Marines, as filmed by Farocki, are still soldiers? Are they still fighting a war? Do they fight? Located in rooms thousands of kilometres away from the battlefield, they face the typical difficulties we find in a videogame. Their work burns in such a hyper-visibility that puts aside war experience by avoiding the presence of the enemy. American soldiers placidly sit and play war; the enemy is elsewhere and utterly dematerialized. In other words, Farocki draws attention to a condition which should be inconceivable when facing war: the effacing of the body; the absence of death as the ghost in battles.
Envisaged by Farocky, the heterotopic vision of the battlefield “without enemies” begins with the First World War: the absence of the “body” while the bodies are devasted eventuates in the first 20th-century bloodbath on the Western Front. Indeed, during trench warfare, the enemy is unreachable and the soldier becomes familiar with the absence that threatens and embodies him relentlessly, just as the risk of grenades coming out of the blue. However, if it is true that modern wars are different from the 20th-century inter-state conflicts, one cannot assume that an actual ontological revolution regarding the physiognomy of conflicts is fulfilled - for instance by the usage of drones. What we currently call war is not war; it does not generally deal with its traditional juridic state, which is above all defined on a constitutional and international scale. That is a declaration of a sovereign entity that, following given procedures, declares its hostility toward another sovereign subject. War is not war anymore since conflicts rather surface following extra-juridic and post-national grounds. This implies that the clash spreads everywhere: it does not have any borders, normative limits, or forms, and it does not make sense. In the last century, the industrial universe has changed the vision of conflicts: the enemy is not only far away, but it is out of sight.
Thus, our generation has to cope with a hard-to-digest idea for it is tough to realize that war is now an essentially aesthetical phenomenon. That is, it is tied up to the reproduction and manipulation of images, and their diffusion and storage as well. As is clear, aesthetics means something wide and complex, although it may uncover the tendency in which we are living: war is not scandalous since it does not interrupt the normal flow of (our) things. Due to their hypervisibility, the powerful aesthetical charge of modern wars entails a new process: the trajectory that brings us from the witness – the archetypical figure of 20th-century horrors – to the spectator.

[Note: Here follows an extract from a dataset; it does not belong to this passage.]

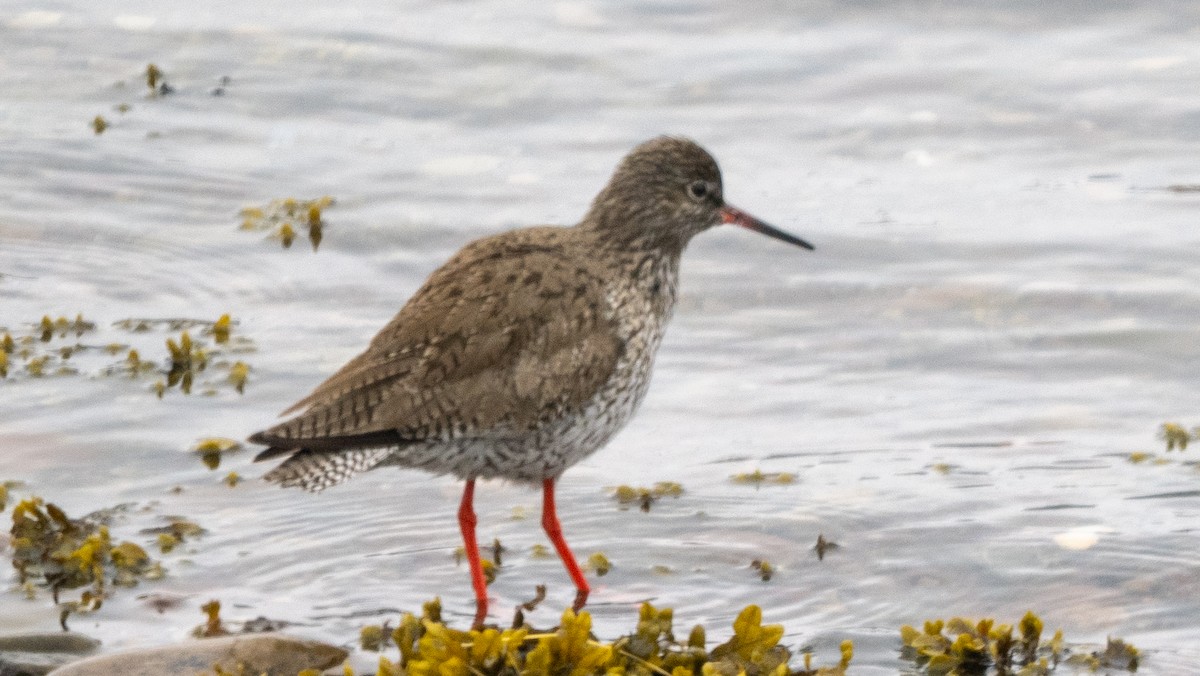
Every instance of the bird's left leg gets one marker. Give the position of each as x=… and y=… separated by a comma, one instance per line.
x=550, y=522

The history of war and the history of technological knowledge are interwoven. From the ancient engineering works of fortification and assault to the drones endowed with bombs, passing through Galileo’s ballistic studies and the launch of artificial satellites during the Cold War, war needs have stimulated and driven technological developments. From these evolutions, a constant redefinition of means and strategies has followed over the centuries. By leveraging the two trends sketched above–– to wit, the dematerialization of conflicts and the aestheticization of war––, we invite contributions for the fifth issue of Mechane. In particular, we will welcome submissions on:
- Ontological or historical and philosophical questions concerning the interaction between war and technological knowledge in different historical eras;
- The understanding of war in light of the development of technological and telecommunication systems;
- Sociological, political, and economical effects of the most recent developments in weapons technology;
- The effects of conflicts upon the internal organization of society and the programs of technology policy.
We welcome submissions in English, Italian, German, French, and Spanish. All interested people are pleased to submit a short abstract (up to 500 words) to the e-mail address: email@example.com. Potential authors must declare for which section they are presenting their paper. The deadline for the presentation of the abstracts is 1 March 2023. Final submissions should not overcome 40 000 characters (including spaces) and must be received by 1 June 2022. Manuscripts undergo a double-blind peer review.